Sunday, May 13, 2007

Cervical Cancer Vaccine May Prevent Precancerous Changes on the Cervix

An article published in the May 10th New England Journal of Medicine showed that young women not infected with Human Papilloma Virus HPV 16 and 18 who were vaccinated with the Gardasil vaccine had a lower occurrence of the high grade precancerous diseases on the cervix than those who were vaccinated with placebo.

The study was done on 12,167 women aged 15-26 years who had not been previously infected with the HPV. Thus the vaccine, if given to young women who have not already been exposed to the Human Papilloma Virus, is effective in preventing cervical dysplasia in women that will be apparent within years rather than decades.

"Human papillomavirus types 16 (HPV-16) and 18 (HPV-18) cause approximately 70% of cervical cancers worldwide,"

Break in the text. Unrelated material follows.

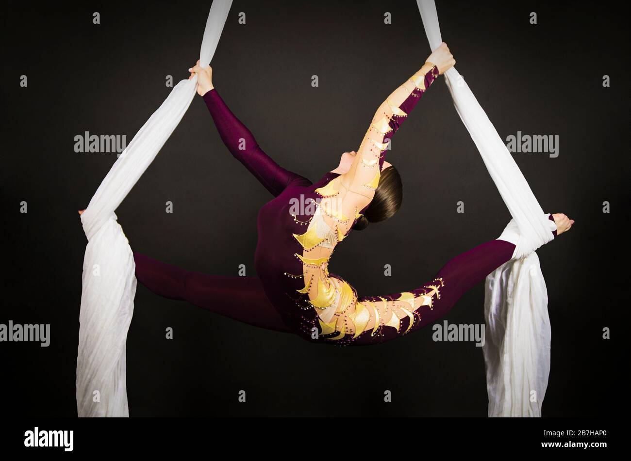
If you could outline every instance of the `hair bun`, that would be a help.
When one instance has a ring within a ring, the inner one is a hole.
[[[370,222],[368,220],[368,219],[365,216],[360,216],[352,229],[353,230],[362,230],[366,229],[370,224]]]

Laura A. Koutsky, PhD, from the University of Washington in Seattle, and colleagues from the FUTURE II study group.

Reference:N Engl J Med. 2007;356:1915-1917.

2 comments:

Anonymous said...

To summarize this published medical journal article:

1. In the FUTURE I trial, GARDASIL demonstrated no clinical efficacy among the general subject population for overall reduction in the rates of grade 2 and grade 3 cervical intraepithelial neoplasia and adenocarcinoma -- the only recognized precursors to cervical cancer.

2. In the larger FUTURE II trial, GARDASIL demonstrated no clinical efficacy among the general subject population for overall reduction in the rates of grade 3 cervical intraepithelial neoplasia and adenocarcinoma -- the strongest (and many would argue only valid) precursors to cervical cancer.

3. Extrapolating from GARDASIL's very limited clinical "success" (in the FUTURE II study only) against grade 2 cervical dysplasias (40% of which regress spontaneously), 129 women would be have to be vaccinated (at a cost of about $60,000) to prevent a single grade 2 cervical dysplasia.

4. GARDASIL's protection against cancer associated HPV strains 16 and 18 appears to cause a disproportionate increase in of pre-cancerous dysplasias associated with other HPV strains associated with cervical cancer "raising the possibility that other oncogenic HPV types eventually filled the biologic niche left behind after the elimination of HPV types 16 and 18."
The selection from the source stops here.